The first Ukrainian publication of poems by Selina Tusitala Marsh is a rare opportunity for Ukrainians of making close acquaintance with modern New Zealand literature – in fact, with modern Pacific in general. The book, named Tusitala as well, has been published by the Krok publishing house. The translation, compilation and commenting is done by Hanna Yanovska, a Ukrainian performing poet, essayist, translator and linguist, who has already worked with New Zealand literature before.

Here are some fragments of the Ukrainian translator’s afterword:

Try on this role by saying: “I come from New Zealand”. Or even tougher: “I come from the Cook’s islands. I come from the COOK’S islands!”. So what, didn’t my motherland have any name before my islands were visited by a ship with James Cook on the captain’s bridge? One should be aware of this shizofrenic feeling to really understand the Pacific.

In many aspects, Selina’s poetry is a self-portrait of Polynesia, a lady mostly portrayed by foreign artists. And their pictures were, in fact, both true and false. I don’t think that most of those portrayers, except of R. L. Stevenson, seriously cared about making difference between the reality and their fantasies or ideas about what they see. But anyway the model starts speaking. And she talks strikingly. She is surprisingly able to curse, to tease, to let out ugly secrets. Do the words: “Gauguin, you piss me off” offend you? But how many of Ukrainians are not happy at all with our country being called “the land of beautiful women”? And should I explain who needs those “beautiful women” and what kind of need that is?

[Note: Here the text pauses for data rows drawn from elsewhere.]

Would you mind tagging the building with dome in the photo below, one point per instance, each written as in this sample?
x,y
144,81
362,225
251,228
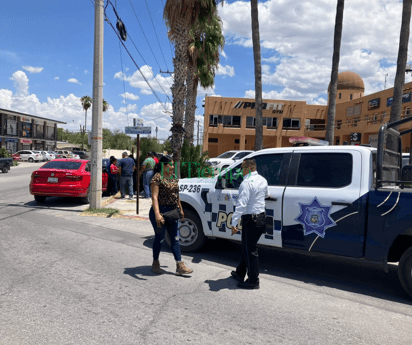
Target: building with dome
x,y
229,123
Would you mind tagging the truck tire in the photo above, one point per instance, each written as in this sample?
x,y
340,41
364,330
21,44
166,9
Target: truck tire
x,y
40,198
405,271
191,233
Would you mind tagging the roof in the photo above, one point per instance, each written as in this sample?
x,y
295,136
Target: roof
x,y
12,112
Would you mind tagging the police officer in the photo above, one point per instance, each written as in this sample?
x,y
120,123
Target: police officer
x,y
251,207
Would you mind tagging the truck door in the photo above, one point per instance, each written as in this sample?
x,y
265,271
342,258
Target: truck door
x,y
322,207
274,167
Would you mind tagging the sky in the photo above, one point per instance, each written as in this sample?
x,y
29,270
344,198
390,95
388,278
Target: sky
x,y
46,56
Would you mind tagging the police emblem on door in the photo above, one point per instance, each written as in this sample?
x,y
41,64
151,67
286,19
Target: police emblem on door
x,y
315,218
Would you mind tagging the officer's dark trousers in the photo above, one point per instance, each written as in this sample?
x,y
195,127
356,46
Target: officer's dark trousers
x,y
249,262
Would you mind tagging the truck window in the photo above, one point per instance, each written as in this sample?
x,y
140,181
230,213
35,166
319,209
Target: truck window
x,y
327,170
269,167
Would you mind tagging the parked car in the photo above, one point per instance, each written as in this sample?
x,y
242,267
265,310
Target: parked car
x,y
225,159
64,154
64,178
82,154
30,156
5,164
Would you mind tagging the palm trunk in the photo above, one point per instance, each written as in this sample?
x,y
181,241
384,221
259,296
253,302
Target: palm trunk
x,y
258,75
178,88
191,93
333,88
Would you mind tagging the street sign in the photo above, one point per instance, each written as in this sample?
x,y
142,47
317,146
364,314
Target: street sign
x,y
138,130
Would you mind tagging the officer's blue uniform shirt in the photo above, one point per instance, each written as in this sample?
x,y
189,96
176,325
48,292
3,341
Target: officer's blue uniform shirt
x,y
252,193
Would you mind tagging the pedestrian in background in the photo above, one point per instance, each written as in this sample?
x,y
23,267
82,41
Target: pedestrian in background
x,y
113,171
165,198
126,169
251,208
148,171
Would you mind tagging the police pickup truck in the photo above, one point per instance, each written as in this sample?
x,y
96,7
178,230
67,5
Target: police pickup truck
x,y
349,201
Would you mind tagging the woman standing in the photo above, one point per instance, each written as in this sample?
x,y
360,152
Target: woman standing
x,y
165,197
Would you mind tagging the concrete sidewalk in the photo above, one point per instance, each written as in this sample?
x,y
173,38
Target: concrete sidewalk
x,y
127,207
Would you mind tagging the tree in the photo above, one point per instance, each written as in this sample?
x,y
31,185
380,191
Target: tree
x,y
207,41
180,16
86,104
258,75
333,87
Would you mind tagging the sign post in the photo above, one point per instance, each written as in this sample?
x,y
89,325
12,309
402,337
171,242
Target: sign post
x,y
138,130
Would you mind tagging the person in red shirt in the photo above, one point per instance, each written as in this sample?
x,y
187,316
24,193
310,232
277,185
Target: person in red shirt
x,y
114,170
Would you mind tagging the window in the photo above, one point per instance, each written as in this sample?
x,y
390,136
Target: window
x,y
250,121
339,124
328,170
291,123
269,166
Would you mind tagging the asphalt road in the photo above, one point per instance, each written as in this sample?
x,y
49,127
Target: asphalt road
x,y
68,279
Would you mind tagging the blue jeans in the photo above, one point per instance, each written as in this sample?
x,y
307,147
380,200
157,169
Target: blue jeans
x,y
172,229
147,177
112,185
129,181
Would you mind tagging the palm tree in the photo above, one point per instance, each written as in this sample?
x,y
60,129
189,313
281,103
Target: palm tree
x,y
258,75
207,41
333,87
86,104
180,16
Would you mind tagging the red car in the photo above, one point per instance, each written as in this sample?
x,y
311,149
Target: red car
x,y
64,178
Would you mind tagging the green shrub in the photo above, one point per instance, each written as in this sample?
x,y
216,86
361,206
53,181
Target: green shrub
x,y
4,153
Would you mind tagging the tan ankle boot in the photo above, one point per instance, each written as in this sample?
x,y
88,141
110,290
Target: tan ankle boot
x,y
182,269
156,267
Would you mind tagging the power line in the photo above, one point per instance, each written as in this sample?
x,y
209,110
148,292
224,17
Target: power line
x,y
157,38
147,41
147,82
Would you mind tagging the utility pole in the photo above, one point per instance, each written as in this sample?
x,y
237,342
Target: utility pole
x,y
97,121
198,125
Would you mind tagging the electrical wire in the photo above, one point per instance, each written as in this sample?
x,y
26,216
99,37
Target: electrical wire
x,y
138,68
157,38
147,41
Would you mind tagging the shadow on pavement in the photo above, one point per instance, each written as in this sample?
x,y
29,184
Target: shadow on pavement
x,y
221,284
346,274
145,271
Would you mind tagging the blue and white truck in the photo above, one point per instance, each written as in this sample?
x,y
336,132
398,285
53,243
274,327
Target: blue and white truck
x,y
350,201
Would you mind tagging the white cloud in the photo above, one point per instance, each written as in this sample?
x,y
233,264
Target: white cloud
x,y
225,70
21,82
128,95
159,83
32,69
74,81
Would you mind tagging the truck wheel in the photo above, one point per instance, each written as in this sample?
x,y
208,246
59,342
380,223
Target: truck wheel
x,y
405,271
40,198
191,233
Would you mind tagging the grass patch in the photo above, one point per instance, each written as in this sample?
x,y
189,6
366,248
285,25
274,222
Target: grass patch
x,y
107,211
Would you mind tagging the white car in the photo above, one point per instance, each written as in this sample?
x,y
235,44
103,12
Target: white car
x,y
225,159
30,156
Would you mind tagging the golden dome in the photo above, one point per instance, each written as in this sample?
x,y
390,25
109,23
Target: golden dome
x,y
349,80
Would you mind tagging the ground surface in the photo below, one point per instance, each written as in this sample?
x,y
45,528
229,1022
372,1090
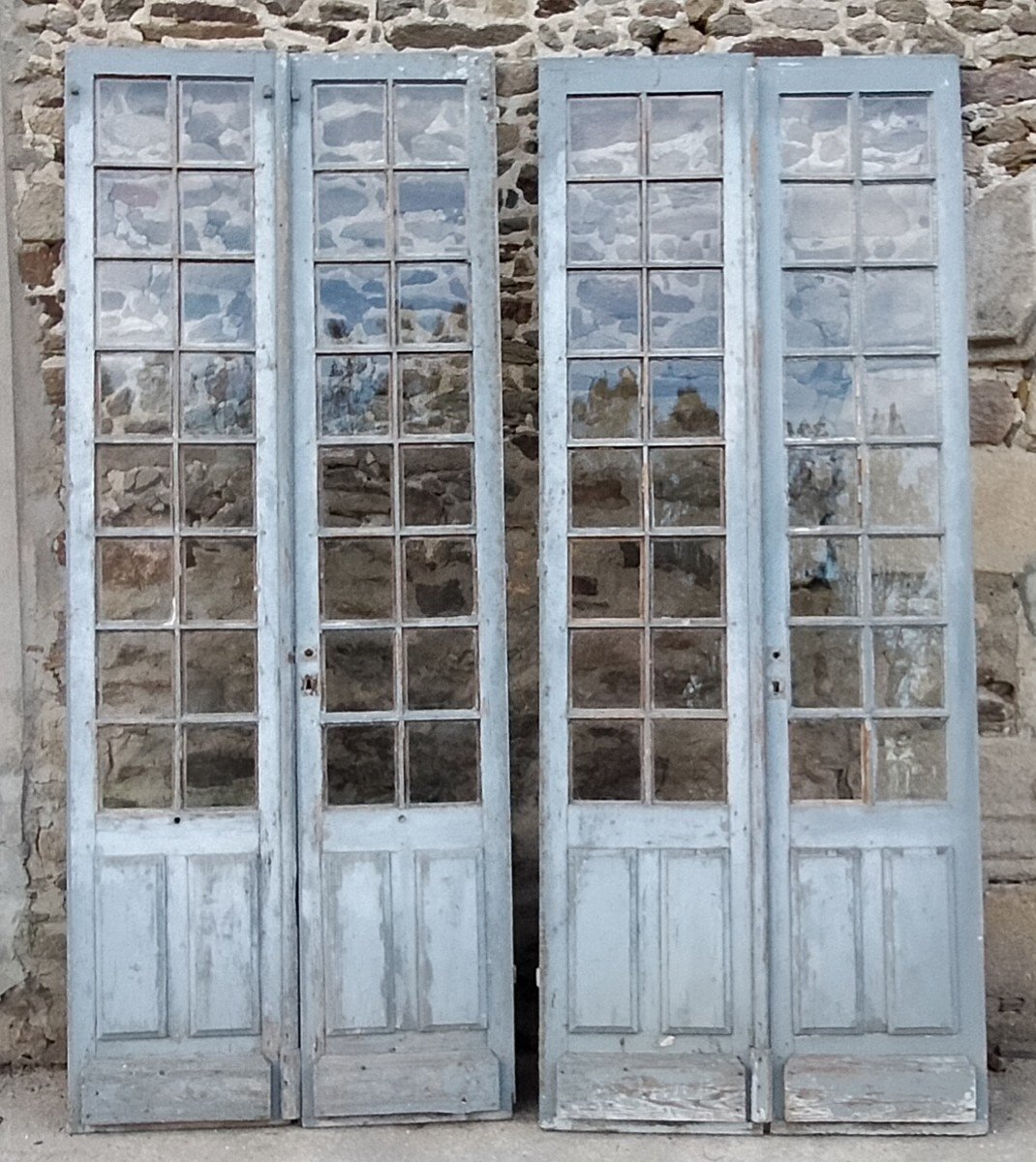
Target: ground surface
x,y
33,1111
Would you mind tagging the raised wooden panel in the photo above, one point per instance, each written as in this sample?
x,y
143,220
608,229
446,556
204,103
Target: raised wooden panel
x,y
879,1089
919,940
132,946
826,934
696,942
603,976
641,1086
358,941
223,934
451,940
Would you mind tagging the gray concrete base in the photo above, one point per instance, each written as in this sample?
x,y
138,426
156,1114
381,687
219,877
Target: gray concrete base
x,y
33,1111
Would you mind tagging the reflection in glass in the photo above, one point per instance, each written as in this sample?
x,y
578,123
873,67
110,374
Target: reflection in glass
x,y
605,760
690,760
360,764
605,487
825,759
825,667
605,668
603,137
603,398
605,578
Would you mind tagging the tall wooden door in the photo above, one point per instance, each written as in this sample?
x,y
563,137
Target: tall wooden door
x,y
760,826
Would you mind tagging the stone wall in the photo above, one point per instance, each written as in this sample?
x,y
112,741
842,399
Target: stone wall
x,y
996,44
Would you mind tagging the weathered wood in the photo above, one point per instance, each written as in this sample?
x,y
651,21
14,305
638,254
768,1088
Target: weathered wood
x,y
827,1089
642,1086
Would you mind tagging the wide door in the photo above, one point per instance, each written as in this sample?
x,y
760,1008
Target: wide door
x,y
406,919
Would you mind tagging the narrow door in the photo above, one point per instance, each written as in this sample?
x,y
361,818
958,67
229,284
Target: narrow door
x,y
406,922
651,1008
181,853
876,916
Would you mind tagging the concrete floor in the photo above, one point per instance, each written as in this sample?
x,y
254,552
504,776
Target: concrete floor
x,y
33,1113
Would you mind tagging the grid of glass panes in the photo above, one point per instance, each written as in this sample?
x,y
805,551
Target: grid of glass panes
x,y
396,474
646,451
174,443
861,394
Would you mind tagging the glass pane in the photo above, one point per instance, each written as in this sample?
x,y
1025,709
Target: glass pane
x,y
134,213
440,576
219,766
818,311
605,760
219,671
822,485
912,759
683,135
603,312
135,486
349,125
818,224
605,578
359,669
442,762
216,213
441,669
219,303
360,764
216,121
431,214
136,394
436,393
216,394
604,224
135,674
825,759
350,215
219,579
906,576
605,488
903,486
136,580
431,125
894,135
814,135
686,486
687,576
437,485
687,669
135,303
825,576
685,222
605,668
685,309
354,394
217,486
690,760
434,303
819,401
135,766
356,578
134,121
604,399
898,309
356,487
352,306
908,667
686,396
899,398
603,137
896,224
825,667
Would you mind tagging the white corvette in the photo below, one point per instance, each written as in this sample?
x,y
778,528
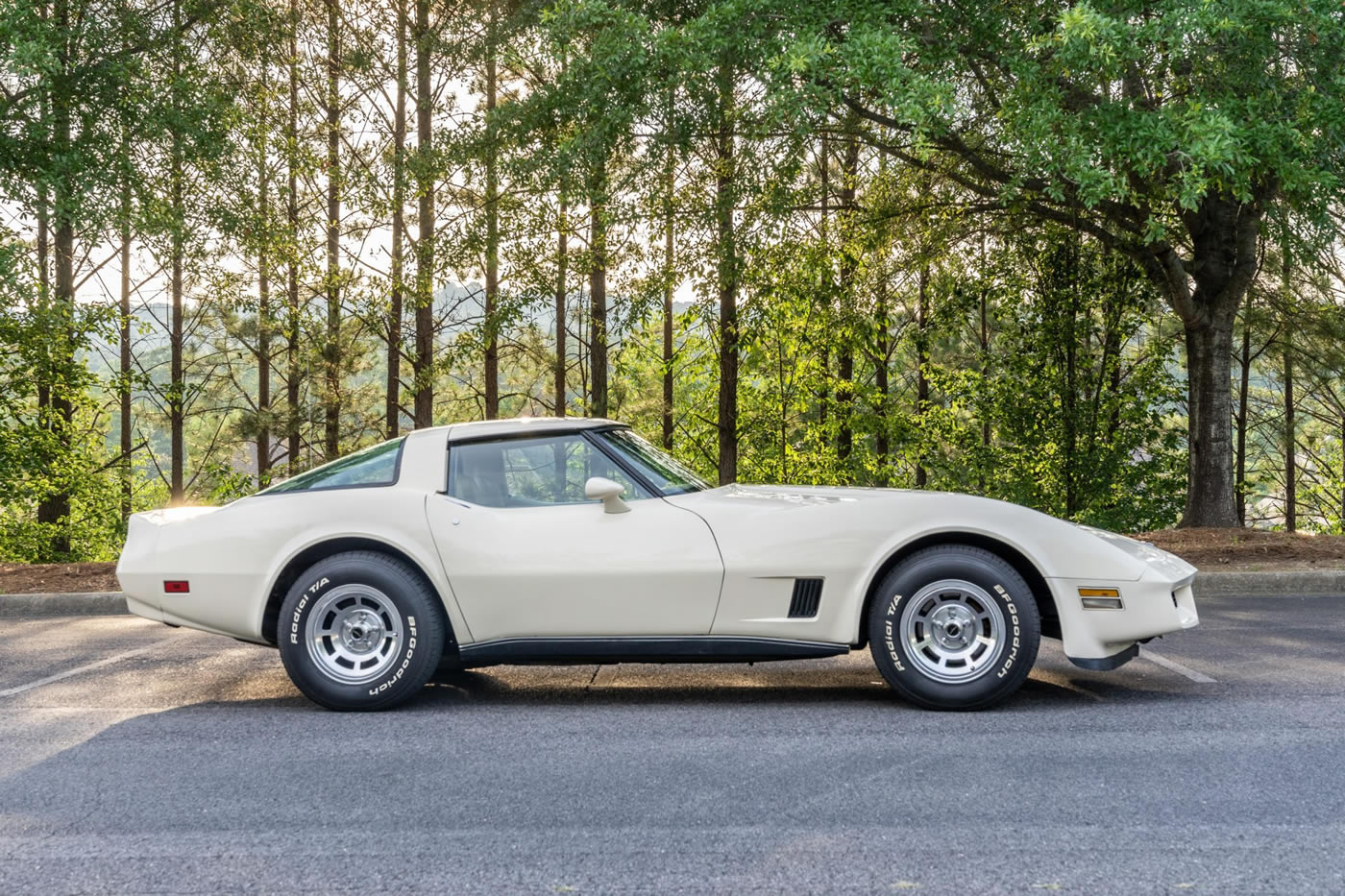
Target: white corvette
x,y
575,541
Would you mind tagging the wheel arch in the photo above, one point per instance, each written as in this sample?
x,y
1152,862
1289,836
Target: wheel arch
x,y
1011,554
313,553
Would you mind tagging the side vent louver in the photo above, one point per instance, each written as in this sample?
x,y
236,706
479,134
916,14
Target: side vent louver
x,y
807,594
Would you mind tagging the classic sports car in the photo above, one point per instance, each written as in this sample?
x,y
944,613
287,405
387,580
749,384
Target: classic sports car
x,y
575,541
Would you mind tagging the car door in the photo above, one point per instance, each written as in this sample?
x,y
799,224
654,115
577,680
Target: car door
x,y
527,554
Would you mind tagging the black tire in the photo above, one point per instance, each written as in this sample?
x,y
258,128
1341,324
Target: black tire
x,y
379,637
942,590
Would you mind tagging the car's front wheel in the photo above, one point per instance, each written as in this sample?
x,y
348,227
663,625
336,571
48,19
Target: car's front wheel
x,y
954,627
360,631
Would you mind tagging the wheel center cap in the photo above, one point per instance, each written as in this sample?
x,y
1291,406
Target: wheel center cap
x,y
954,627
362,631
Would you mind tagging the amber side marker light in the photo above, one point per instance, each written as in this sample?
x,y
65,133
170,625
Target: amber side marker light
x,y
1100,597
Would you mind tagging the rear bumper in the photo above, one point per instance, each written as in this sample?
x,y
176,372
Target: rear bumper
x,y
1154,604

Tusitala’s characters exist simultaneously in several spaces: in the space of the past, in the space of the routine present, and in the space of the transcendental. The sequence of the poems in the book, and the very nature of them show: over and over again, we take our speed – through our personal and genetic memory, through our kitchen with pots and a record-player, through the street hieroglyphs – to fly up. And there it will open free. For a brief moment, maybe. But we are to return there.

The work of the translator was not only poetic, though she did her best to render the rhythms, the play and easiness of the spoken word and the very sensuality of Selina’s language. Alongside with re-singing and re-telling the author’s words, she had to guide the reader carefully and deeply into a totally exotic world, known to them mostly from Gauguin’s paintings, books by Thor Heyerdahl or Jack London and maybe some kitch pictures and stories by the authors hardly having any idea of Pacific culture. Ukrainian Tusitala requires a lot of cultural and linguistic comments. The long afterword, among other things, retells the legend of Hinemoa and Tutanekai, contains an essay about Maui, his deeds and his role in Polynesian image of the world, the other essay about the famous (but quite unknown to a typical Ukrainian reader) mutiny on the Bounty.

The result resembles some exotic fruit: it looks tasty, it is fresh, juicy and spicy – and if you try, it turns out to be quite digestible and wholesome.